タイトル未定2026/04/16 08:50
それから、父は毎日、朝から晩までパチンコに入り浸るようになりました。
家にいる時間よりも、外にいる時間の方が長かったと思います。
母は、いつも忙しそうでした。
仕事をして、残業をして、帰ってきてからも休む間もなく家事をこなしていました。
一人で、ずっとバタバタしていた印象があります。
その一方で、父は何もしませんでした。
それが当たり前であるかのように、家のことには一切関わろうとしませんでした。
パチンコで負けて帰ってくると、機嫌が悪くなり、家の中の空気は一気に重くなりました。
そのたびに、私たちはただビクビクして過ごすしかありませんでした。
勝って帰ってくることもありました。
そんな時は、お菓子を買ってくることもありました。
けれど、それは私たちが食べたいものではなく、タバコのにおいが強く染みついていて、とてもじゃないけれど嬉しいとは思えませんでした。

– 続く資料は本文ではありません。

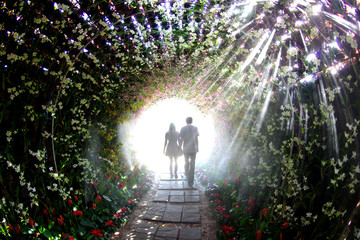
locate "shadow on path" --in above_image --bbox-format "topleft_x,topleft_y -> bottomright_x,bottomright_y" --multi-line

土日や、母が仕事でいない日は、子どもだけで過ごすことが増えていきました。
母は、父が働かない分を補うために、休みも取らず働き続けていました。
だから母は、父に私たちのことを任せて仕事に行っていました。
けれど父は、母が出ていくとすぐにパチンコに行ってしまいました。
家には、私と妹たちだけが残されました。
どう過ごせばいいのかも分からず、ただ時間が過ぎるのを待つしかありませんでした。
あの頃の記憶で、いちばん強く残っているのは、学校でのことです。
周りの子たちが、「どこに連れて行ってもらった」と楽しそうに話しているのを聞くたびに、ただ羨ましいと思っていました。
私の休みの日の思い出は、妹たちと家の中で過ごしていた記憶しかありません。
外に出かけた思い出は、ほとんど残っていないのです。